Re: [RFC PATCH v1 00/30] fs: inode->i_version rework and optimization

From: Dave Chinner
Date: Sat Apr 01 2017 - 19:06:05 EST


On Thu, Mar 30, 2017 at 12:12:31PM -0400, J. Bruce Fields wrote:
> On Thu, Mar 30, 2017 at 07:11:48AM -0400, Jeff Layton wrote:
> > On Thu, 2017-03-30 at 08:47 +0200, Jan Kara wrote:
> > > Because if above is acceptable we could make reported i_version to be a sum
> > > of "superblock crash counter" and "inode i_version". We increment
> > > "superblock crash counter" whenever we detect unclean filesystem shutdown.
> > > That way after a crash we are guaranteed each inode will report new
> > > i_version (the sum would probably have to look like "superblock crash
> > > counter" * 65536 + "inode i_version" so that we avoid reusing possible
> > > i_version numbers we gave away but did not write to disk but still...).
> > > Thoughts?
>
> How hard is this for filesystems to support? Do they need an on-disk
> format change to keep track of the crash counter?

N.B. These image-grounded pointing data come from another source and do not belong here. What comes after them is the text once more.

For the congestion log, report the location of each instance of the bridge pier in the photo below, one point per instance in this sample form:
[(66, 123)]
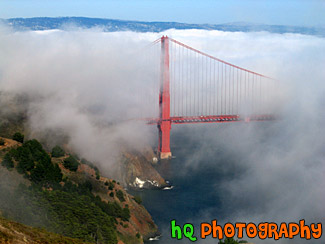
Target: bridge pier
[(164, 124), (164, 140)]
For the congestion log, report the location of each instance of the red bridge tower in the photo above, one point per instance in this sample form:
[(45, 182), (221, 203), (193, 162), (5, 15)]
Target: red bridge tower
[(164, 124)]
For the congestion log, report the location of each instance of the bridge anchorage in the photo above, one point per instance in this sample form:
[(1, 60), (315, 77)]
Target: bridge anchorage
[(198, 88)]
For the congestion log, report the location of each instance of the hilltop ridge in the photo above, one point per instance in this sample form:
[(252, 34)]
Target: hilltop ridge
[(111, 25)]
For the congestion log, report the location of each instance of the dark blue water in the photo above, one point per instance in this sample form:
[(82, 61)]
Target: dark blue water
[(195, 172)]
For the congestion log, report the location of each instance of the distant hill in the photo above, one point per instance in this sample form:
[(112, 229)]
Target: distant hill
[(110, 25)]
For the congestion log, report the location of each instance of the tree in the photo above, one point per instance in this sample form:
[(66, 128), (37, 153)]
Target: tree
[(137, 199), (57, 152), (7, 161), (120, 195), (71, 163), (18, 137)]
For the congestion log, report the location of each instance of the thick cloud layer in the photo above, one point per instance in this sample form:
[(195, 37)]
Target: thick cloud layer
[(83, 83)]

Yes. We'll need version counter in the superblock, and we'll need to
know what the increment semantics are.

The big question is how do we know there was a crash? The only thing
a journalling filesystem knows at mount time is whether it is clean
or requires recovery. Filesystems can require recovery for many
reasons that don't involve a crash (e.g. root fs is never unmounted
cleanly, so always requires recovery). Further, some filesystems may
not even know there was a crash at mount time because their
architecture always leaves a consistent filesystem on disk (e.g. COW
filesystems)....

> I wonder if repeated crashes can lead to any odd corner cases.

WIthout defined, locked down behavour of the superblock counter, the
almost certainly corner cases will exist...

Cheers,

Dave.
--
Dave Chinner
david@xxxxxxxxxxxxx